How to run Whisper on macOS

Prepare

Make sure you have a valid python environment, with the capability to create virtual environments. If you don't what this is about, checkout python.dev.recipes.

Then clone this repo

git clone https://github.com/ggerganov/whisper.cpp
cd whisper.cpp

Download the bin model and the compressed Core ML

aria2c --out=./models/ggml-large.bin "https://huggingface.co/ggerganov/whisper.cpp/resolve/main/ggml-large.bin"
aria2c --out=./models/ggml-large-encoder.mlmodelc.zip "https://huggingface.co/ggerganov/whisper.cpp/resolve/main/ggml-large-encoder.mlmodelc.zip"

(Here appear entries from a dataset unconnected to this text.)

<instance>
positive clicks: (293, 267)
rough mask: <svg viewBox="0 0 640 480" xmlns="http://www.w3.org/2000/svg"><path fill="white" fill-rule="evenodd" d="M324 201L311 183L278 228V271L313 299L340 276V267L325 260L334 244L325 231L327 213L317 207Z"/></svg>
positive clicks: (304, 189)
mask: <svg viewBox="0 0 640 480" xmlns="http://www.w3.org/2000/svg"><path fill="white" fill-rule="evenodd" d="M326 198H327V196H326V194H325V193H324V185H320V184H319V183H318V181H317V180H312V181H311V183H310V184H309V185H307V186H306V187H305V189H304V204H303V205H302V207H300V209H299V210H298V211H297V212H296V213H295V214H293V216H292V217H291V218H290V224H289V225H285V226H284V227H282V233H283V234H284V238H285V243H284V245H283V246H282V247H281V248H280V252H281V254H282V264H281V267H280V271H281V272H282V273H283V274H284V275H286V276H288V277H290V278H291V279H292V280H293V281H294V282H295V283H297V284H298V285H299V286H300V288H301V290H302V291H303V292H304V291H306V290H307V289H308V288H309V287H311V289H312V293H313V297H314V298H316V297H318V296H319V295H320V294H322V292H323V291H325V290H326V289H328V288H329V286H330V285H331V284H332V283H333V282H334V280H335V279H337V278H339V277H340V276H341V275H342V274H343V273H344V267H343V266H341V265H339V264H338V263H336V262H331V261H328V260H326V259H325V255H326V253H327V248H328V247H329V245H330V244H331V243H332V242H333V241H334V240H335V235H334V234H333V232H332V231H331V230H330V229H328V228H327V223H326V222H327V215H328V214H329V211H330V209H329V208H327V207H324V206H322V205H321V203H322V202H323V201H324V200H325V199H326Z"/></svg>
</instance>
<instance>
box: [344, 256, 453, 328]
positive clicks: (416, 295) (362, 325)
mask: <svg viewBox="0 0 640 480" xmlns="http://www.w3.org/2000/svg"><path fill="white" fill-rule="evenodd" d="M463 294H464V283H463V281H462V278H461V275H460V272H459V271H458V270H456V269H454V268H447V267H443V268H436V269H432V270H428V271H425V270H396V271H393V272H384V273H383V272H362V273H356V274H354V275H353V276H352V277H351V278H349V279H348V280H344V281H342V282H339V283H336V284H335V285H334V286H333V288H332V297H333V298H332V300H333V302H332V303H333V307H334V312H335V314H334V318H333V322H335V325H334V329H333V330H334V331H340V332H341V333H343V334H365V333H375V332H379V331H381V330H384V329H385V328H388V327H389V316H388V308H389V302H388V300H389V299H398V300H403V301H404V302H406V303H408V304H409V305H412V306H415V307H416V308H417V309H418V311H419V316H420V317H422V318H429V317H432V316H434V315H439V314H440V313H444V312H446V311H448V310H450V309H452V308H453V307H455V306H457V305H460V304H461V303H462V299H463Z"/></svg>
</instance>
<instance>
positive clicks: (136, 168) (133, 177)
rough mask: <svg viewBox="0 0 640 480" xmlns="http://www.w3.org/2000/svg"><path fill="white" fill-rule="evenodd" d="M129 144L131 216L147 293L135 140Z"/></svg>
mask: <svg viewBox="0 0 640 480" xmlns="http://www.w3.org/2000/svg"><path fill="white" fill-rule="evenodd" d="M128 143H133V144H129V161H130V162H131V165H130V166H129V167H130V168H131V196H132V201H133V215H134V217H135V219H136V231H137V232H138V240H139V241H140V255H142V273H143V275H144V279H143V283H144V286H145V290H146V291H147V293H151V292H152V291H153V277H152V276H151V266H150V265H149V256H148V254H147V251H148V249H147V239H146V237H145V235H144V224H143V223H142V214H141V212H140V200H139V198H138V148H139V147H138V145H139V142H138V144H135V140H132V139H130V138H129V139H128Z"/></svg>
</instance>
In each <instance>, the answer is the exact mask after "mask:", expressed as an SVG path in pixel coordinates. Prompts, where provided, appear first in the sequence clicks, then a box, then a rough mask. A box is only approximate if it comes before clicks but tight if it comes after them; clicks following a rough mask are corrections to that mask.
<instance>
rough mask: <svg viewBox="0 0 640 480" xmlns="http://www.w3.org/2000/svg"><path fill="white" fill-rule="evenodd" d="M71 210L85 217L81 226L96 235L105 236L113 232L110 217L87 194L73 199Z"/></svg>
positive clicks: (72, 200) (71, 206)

This is using the largest model which requires around 5 GB of RAM. You can also try other models from the Hugging Face repo : https://huggingface.co/ggerganov/whisper.cpp

Unzip the model

unzip ./models/ggml-large-encoder.mlmodelc.zip -d ./models

Prepare a virtual environment with Python 3.10

pyenv install 3.10.13
pyenv local 3.10.13
mkvirtualenv whisper

Then install the packages

pip install torch==2.0.0
pip install ane_transformers
pip install openai-whisper
pip install coremltools

Confirm that Xcode is installed and install the command line tools by running

xcode-select --install

Build whisper.cpp with Core ML support

make clean
WHISPER_COREML=1 make -j

Run the examples

./main -m models/ggml-large.bin -f samples/jfk.wav

The first run on a device is going to be slow because the ANE service compiles the Core ML model to some device-specific format. Next runs are faster.